The case related to tenant Miss Taylor, who took out an assured shorthold tenancy agreement in February 2006 for a property in Chesterfield with landlord Mr Spencer.
Spencer served notice on Taylor in October 2011, but Taylor challenged whether she had been given proper notice.
The case came before the court last November, with the judge ruling in Taylor’s favour. But the Court of Appeal has now ruled in Spencer’s favour, stating that for rolling contracts following an assured shorthold tenancy, landlords can choose when the two months starts.
It was previously thought that under section 21 of the Housing Act 1988, landlords had to serve notice of possession starting from the beginning of the next period of tenancy.

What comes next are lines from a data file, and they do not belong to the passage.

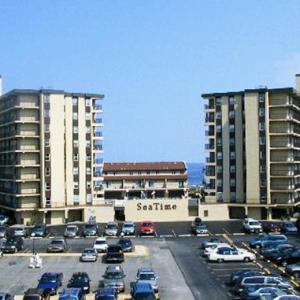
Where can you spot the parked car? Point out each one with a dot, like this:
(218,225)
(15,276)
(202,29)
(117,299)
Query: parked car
(89,255)
(211,242)
(258,292)
(199,229)
(50,282)
(271,227)
(263,281)
(71,231)
(269,238)
(287,258)
(100,244)
(114,253)
(3,220)
(237,276)
(72,294)
(140,291)
(289,228)
(80,280)
(58,245)
(126,244)
(222,254)
(3,232)
(90,230)
(147,228)
(6,296)
(13,245)
(147,275)
(39,231)
(35,294)
(252,226)
(114,278)
(128,228)
(293,269)
(106,294)
(20,231)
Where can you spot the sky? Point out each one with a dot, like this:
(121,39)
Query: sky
(152,60)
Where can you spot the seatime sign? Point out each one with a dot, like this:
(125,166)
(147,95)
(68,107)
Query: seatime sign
(155,206)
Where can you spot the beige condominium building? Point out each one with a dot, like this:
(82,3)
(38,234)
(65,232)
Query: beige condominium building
(51,156)
(253,147)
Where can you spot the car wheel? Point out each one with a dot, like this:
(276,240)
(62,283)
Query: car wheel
(296,274)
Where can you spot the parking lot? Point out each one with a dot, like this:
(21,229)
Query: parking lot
(173,253)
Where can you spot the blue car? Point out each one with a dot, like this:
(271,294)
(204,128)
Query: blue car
(268,239)
(107,294)
(50,282)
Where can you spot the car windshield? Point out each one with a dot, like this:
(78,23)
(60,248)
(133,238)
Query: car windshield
(48,278)
(144,296)
(147,276)
(254,223)
(89,251)
(56,242)
(113,275)
(111,226)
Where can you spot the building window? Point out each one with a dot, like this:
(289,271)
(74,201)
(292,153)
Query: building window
(47,186)
(47,171)
(46,98)
(75,171)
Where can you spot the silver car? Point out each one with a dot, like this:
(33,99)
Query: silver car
(111,229)
(89,254)
(71,231)
(147,275)
(114,278)
(128,228)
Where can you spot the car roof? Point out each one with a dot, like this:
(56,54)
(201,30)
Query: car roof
(114,268)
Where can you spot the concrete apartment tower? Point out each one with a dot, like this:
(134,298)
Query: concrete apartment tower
(50,155)
(253,161)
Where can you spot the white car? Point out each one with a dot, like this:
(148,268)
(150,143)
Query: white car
(222,254)
(100,244)
(211,248)
(252,226)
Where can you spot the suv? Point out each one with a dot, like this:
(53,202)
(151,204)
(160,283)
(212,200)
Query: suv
(128,228)
(13,245)
(50,282)
(35,294)
(106,294)
(268,239)
(147,275)
(57,245)
(39,231)
(114,253)
(114,278)
(90,230)
(140,291)
(147,228)
(80,280)
(252,226)
(71,294)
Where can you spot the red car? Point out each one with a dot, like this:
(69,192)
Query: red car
(147,228)
(271,227)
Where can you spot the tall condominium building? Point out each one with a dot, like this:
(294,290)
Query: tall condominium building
(253,146)
(50,155)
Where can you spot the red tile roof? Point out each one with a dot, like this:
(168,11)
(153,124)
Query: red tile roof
(144,166)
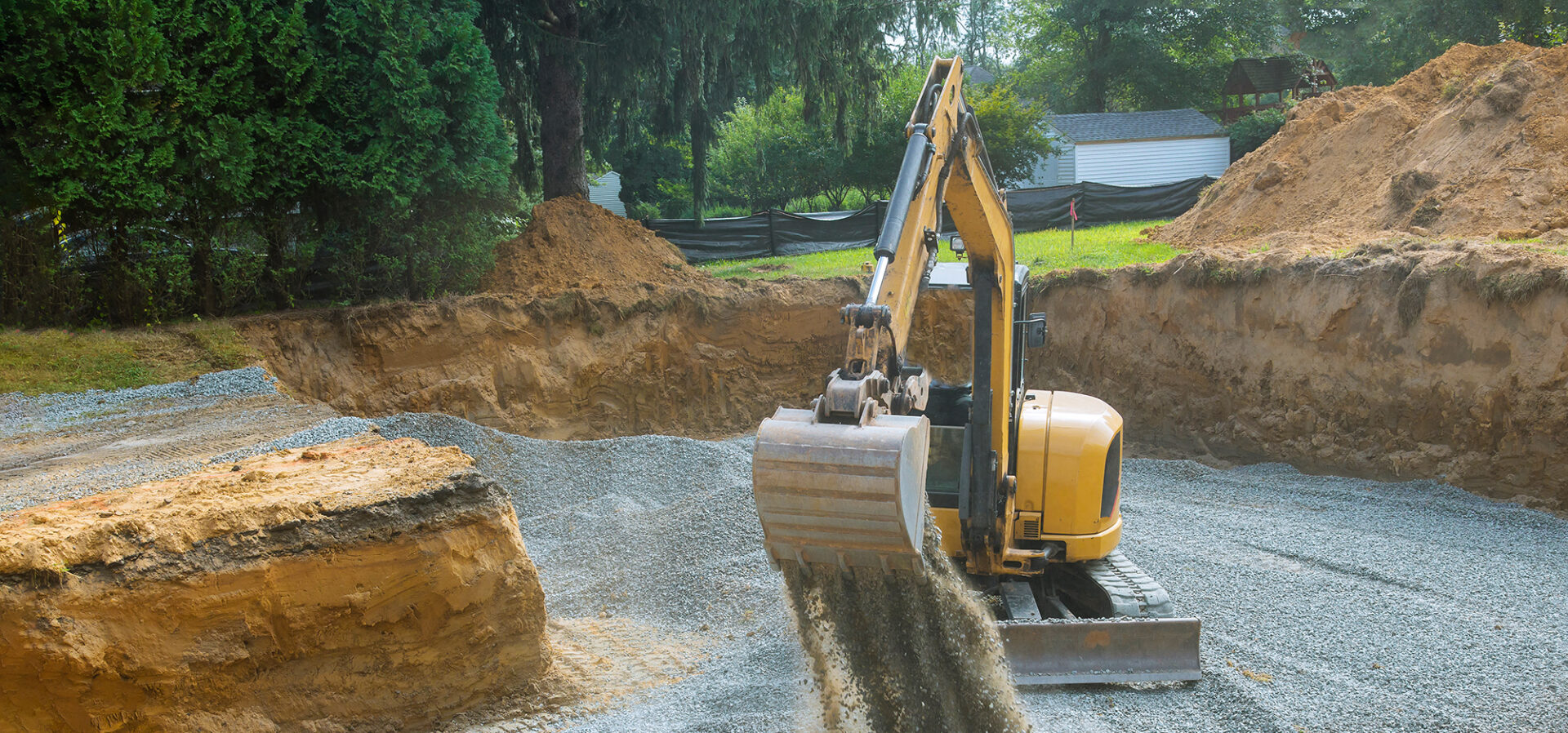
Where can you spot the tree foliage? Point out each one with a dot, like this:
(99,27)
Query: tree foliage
(1121,56)
(673,69)
(1250,132)
(768,154)
(206,154)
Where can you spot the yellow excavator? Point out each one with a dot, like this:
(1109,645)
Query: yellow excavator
(1024,484)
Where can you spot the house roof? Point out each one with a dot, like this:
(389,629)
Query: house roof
(1095,127)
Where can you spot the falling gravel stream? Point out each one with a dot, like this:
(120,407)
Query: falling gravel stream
(902,652)
(1327,603)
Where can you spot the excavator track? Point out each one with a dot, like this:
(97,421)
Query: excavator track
(1106,620)
(1129,591)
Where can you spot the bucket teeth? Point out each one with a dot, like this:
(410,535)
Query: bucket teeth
(844,495)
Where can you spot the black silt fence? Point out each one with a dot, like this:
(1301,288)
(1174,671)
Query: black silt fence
(768,233)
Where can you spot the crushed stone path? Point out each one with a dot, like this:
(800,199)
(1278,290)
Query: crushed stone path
(1329,603)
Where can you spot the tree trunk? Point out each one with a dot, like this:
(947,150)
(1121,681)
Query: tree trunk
(698,165)
(560,99)
(1097,78)
(203,278)
(274,286)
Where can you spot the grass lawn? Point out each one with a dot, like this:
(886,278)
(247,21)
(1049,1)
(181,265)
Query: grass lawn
(1104,247)
(73,361)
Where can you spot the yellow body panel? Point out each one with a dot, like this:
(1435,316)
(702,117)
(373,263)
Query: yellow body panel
(1065,443)
(947,522)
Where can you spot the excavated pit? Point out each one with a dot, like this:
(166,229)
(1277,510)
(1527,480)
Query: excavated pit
(361,584)
(1390,362)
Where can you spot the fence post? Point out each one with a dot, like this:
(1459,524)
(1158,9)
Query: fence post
(773,243)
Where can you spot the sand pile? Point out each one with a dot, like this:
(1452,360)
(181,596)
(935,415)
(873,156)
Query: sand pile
(902,654)
(361,584)
(1471,144)
(571,243)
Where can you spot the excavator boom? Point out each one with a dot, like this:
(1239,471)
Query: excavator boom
(1022,484)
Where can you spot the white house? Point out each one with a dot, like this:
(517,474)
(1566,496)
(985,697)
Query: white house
(606,192)
(1133,149)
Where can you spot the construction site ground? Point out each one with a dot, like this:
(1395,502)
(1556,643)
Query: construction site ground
(1329,603)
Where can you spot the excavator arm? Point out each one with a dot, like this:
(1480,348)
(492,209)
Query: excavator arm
(1034,508)
(819,501)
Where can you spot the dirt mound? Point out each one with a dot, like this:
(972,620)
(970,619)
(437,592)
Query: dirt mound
(572,243)
(361,584)
(1471,144)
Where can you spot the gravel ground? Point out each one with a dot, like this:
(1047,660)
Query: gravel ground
(71,445)
(1329,603)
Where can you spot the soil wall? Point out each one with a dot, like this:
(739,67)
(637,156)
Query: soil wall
(700,362)
(368,586)
(1387,364)
(1382,364)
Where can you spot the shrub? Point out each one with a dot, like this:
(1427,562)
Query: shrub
(1250,132)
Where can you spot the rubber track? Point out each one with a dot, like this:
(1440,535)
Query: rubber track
(1133,593)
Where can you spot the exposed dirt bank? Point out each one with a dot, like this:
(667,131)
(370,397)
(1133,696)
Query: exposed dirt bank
(1471,144)
(678,361)
(571,243)
(1382,364)
(1392,362)
(361,584)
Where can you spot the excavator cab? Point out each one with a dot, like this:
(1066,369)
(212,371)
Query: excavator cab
(1024,486)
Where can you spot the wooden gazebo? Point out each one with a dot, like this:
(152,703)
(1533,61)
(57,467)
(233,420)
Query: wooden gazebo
(1280,77)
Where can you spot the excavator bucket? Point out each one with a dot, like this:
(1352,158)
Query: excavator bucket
(847,495)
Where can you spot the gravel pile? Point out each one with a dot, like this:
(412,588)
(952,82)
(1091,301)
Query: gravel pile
(1329,603)
(91,409)
(71,445)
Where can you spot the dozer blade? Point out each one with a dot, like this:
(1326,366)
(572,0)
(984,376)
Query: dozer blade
(850,495)
(1102,651)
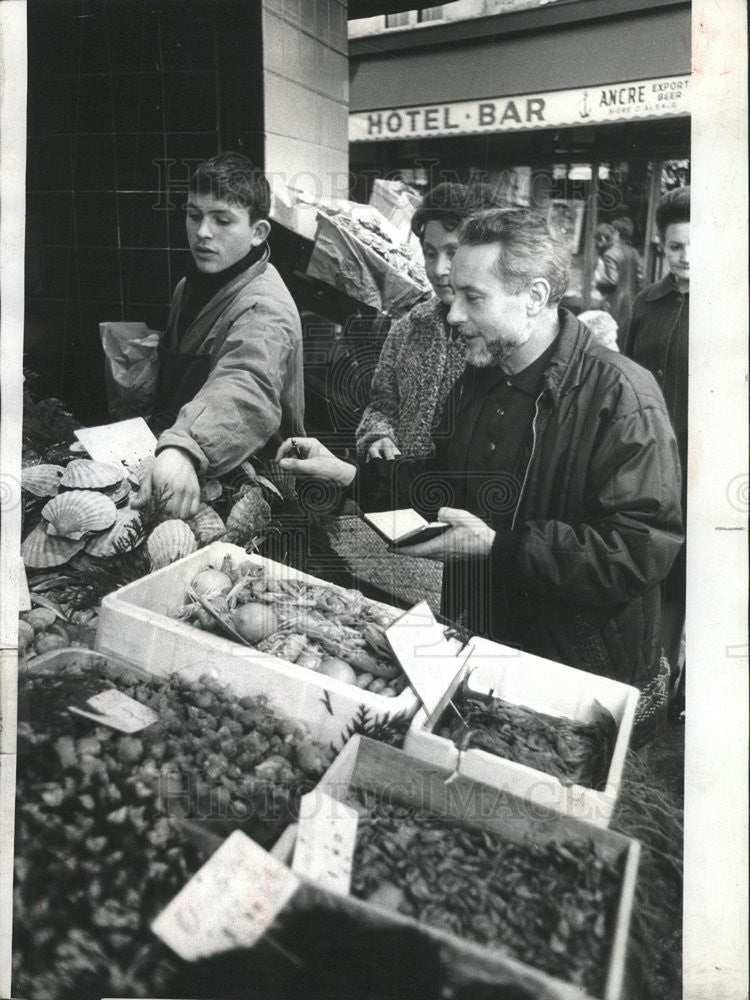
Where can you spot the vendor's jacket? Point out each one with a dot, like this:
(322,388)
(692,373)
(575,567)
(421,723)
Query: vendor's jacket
(253,397)
(574,575)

For example, if rent is payable on the first of the month and notice is served on the second, it was thought the two-month notice period would not begin until the the first of the next month. The Court of Appeal has now ruled this is not the case.
Trinity Financial product and communications manager Aaron Strutt says: “This will not affect most private landlords who have smaller holdings but professional landlords who have a lot more tenants will definitely be boosted by this news.
“At that level of operation, property management firms should be looking after these kind of issues but a lack of diligence can result in a big financial costs and penalties. This should help ease that problem.”
Coreco director Andrew Montlake says: “A grey area has been cleared up here and for landlords with large portfolios, that could be hugely beneficial.
“The clarity this judgment gives for both landlords and tenants should help avoid those situations where there is a dispute about whether a landlord is acting within the law.”